In his Conclusions (225-45), John Baldwin argues that the views of the theologians was generally resisted by the other four voices. Not unexpectedly, the beginning of the thirteenth century is seen as transmitting a variety of attitudes towards sexuality, but which are mostly generated by the search for gender symmetry. Such symmetry and equilibrium is sometimes portrayed, especially in the romances and Marie's Lais, but it is soon imperilled by the renewed popularity of Aristotle's writing in the West. Discourse, concludes Baldwin, remains the major source of evidence for the study of human sex in any age. Three Appendices (239-54) present relevant texts by Pierre the Chanter and Robert of Courson. The Bibliography (255- 66) is followed by indispensable and copious notes (267-323) and an Index (325-31).

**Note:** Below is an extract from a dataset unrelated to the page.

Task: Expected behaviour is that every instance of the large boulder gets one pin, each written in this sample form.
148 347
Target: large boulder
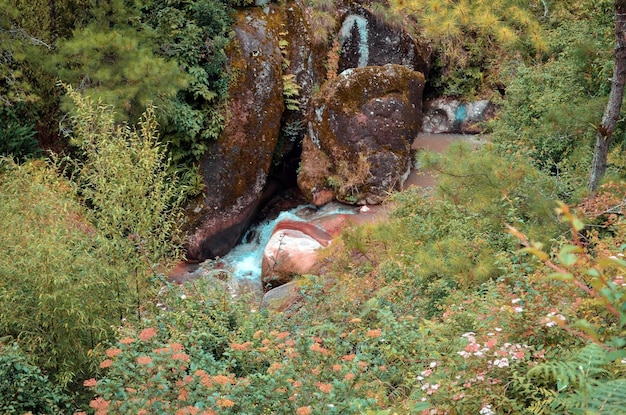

Specialists in theology, the history of medicine, and medieval Latin and French literature will no doubt cavil at details in The Language of Sex, but I will refrain from concluding with the reviewer's customary churlishness. John Baldwin has read and intrepreted all of his sources with both sensitivity and commonsense, from the abstract reasonings of the theologians to the joyous vulgarity of the fabliaux. He has made the five voices speak to us in a language that is at one and the same time familiar and alien in its resonance and accents. This is a truly exceptional book, interdisciplinary in the real sense of the word, which is surely destined to become a landmark in medieval studies.